Libreville (Gabon) 2012-10-08 18:10:30 (APA) - La Mission de consolidation de la paix en Centrafrique (MICOPAX) traine une ardoise de près de 25 milliards de FCFA due au non-paiement des contributions par les Etats membres, a révélé lundi, à Libreville, le secrétaire général de la Communauté économique de l’Afrique centrale (CEEAC), Nassour Guelengdousia Ouïdou.

 

‘’Le budget de la MICOPAX ne marche pas, parce qu’il y a certains pays qui ne payent pas du tout, alors que chaque pays doit agir comme un père de famille, en se souciant du bien-être de sa population. Nous avons tous des problèmes, mais on fait des efforts pour nous acquitter de nos dettes. C’est vrai que certains pays ont déjà épongé leurs dettes mais il reste encore beaucoup de pays qui ne se sont pas acquittés de cette ardoise ’’, a affirmé M. Guelengdousia Ouïdou, sans citer les pays non à jour de leurs contributions.

 

Le secrétaire général de la CEEAC, a tenté de justifier le fait que les dix pays membres de l’organisation n’utilisent pas la même monnaie. Parmi eux, quatre disposent chacune de sa propre monnaie (la République démocratique du Congo, le Burundi, l’Angola et Sao Tomé et Principe), alors que les six autres, le Cameroun, la Centrafrique, le Congo Brazzaville, le Gabon, la Guinée Equatoriale et le Tchad ont une monnaie commune, le franc CFA.

En août dernier, les ministres de la défense des pays de la CEEAC avaient annoncé un plan de retrait progressif des soldats du MICOPAX de la Centrafrique en vue de céder la place aux troupes de ce pays.

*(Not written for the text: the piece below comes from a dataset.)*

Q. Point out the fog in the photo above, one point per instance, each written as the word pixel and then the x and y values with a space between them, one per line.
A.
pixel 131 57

La MICOPAX a pris en 2008, le relais de la Force multinationale en Centrafrique (FOMUC), créée en octobre 2002 par la Communauté économique et monétaire de l’Afrique centrale (CEMAC) qui avait elle remplacée la Mission des nations unies en Centrafrique (MINURCA).

Cette force, dont le mandat prend fin en décembre 2013, bénéficie du soutien financier de l’Union Européenne (UE) et de l’appui logistique de la France.

 

Elle a pour missions de consolider le climat de paix et de stabilité, d’aider au développement du processus politique, de soutenir le respect des droits de l’homme, de coordonner l’aide humanitaire et de prendre part à la lutte contre le VIH/SIDA.

 

Hormis, le problème de la dette de cette force multinationale, le secrétaire général de la CEEAC qui a convoqué les ambassadeurs des pays membres accrédités au Gabon, où est d’ailleurs situé le siège de l’organisation a évoqué les problèmes de sécurité, de paix et de l’organisation des élections dans l’ensemble des pays de la sous-région.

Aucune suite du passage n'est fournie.